I can only hope that, despite those who put themselves on the line, facing injury and death, many lives were spared the potential had this not come as a surprise timing to the gunman himself.

What we do know is that there was also an armored helmet in the trunk he couldn't get to. Had he been wearing it, it's likely this would have been even far worse, as he was ultimately shot by sharp-shooters in the head. With the rest of him fully-armored, one can only guess how the events might have otherwise unfolded.

Part 9: As We Travel On

For several years following, my life proceeded as one might expect. I jump less when a car backfires, although I'm still scared out of my wits when surprised or startled at the wrong moment. As I mentioned before, I stayed away from the press, although not for their lack of trying, as they called everyone in the phone book in the greater Bay Area with my last name. Being one of seven siblings, many of those were my relatives. Of course, word would get back to me. I'll give them this credit-- their stories of being "long lost friends", etc. were at least somewhat creative.

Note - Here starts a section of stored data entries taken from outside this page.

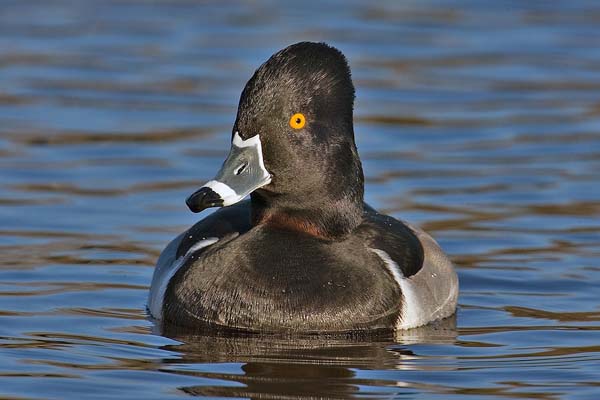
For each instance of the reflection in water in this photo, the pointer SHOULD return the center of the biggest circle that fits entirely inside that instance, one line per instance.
(305, 367)
(478, 121)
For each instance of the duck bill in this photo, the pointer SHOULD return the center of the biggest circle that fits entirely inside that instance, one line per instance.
(242, 173)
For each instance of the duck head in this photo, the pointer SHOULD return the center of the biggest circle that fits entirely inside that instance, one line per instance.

I spent the next year doing things that had previously frightened me. I started skiing. I took more physical and emotional risks-- after all, what were they going to do? Shoot me? It was a plausible scenario in my head to consider by comparison. Knowing real, from-the-core fear, a lot of things now paled in comparison.

Among the many lessons learned from all of this was that I don't trust the press. Not only did many members use less-than-ethical tactics to try and gather information from me, personally, but what was eventually published was less than factual. I know that not all journalists are without ethics-- the ones hunting me down, I'd hope, would the exception, not the rule. But I also learned how much misinformation they're fed. I realize much of this was for protection of others, and I've omitted certain details to keep that, but can't they just omit rather than misrepresent facts or utilize complete fabrication? I suppose I'd have to be a part of the business to fully understand.

There was, perhaps still is, an annual tribute by the SFPD at the site of the shooting. Every year at the same time, the street would be blocked off, a fleet of police cars would stop and flash their lights during a moment of silence. I'd see the officers responsible for saving my life. I'd see familiar faces, former neighbors, and friends and relatives of the officers and those affected. I attended the first 5 years, at which time a plaque was erected on the corner. The few times I've been in the neighborhood since, I've visited the memorial plaque and paused for brief reflection.

On January 24, 2001, California State Senator Diane Feinstein introduced the James Guelff Body Armor Act, named for the first officer on the scene who wasn't as fortunate to have survived. It was eventually renamed the James Guelff and Chris McCurley Body Armor Act of 2001, signed into Federal law November 2, 2002, making it illegal for violent felons to possess body armor.

Is what I experienced some sort of blessing in disguise? No, not really. Although they've lessened over the years, I still have occasional nightmares. If the foley work is a little too good on a film or the sound effects for a show a little too close to the real thing, or even from loud noises in general, my heart races and I'm in instant terror, transported back in time where I sat fearing for my life.

I will say it was my most lucky day of all. I survived. I'm stronger. I'm alive. Those with me on this journey will just have to expect the unexpected weepy moment from me on occasion. And understand why I jump higher than most when startled. But, really, I'm okay, underneath it all.

1 comment:

Anonymous said...

This was very well done, and honestly the only detailed account of this incident that can be found on the web. As it turned out, you and I moved to Pacific Heights on exactly the same date and I'm still here in the same place. Thank you.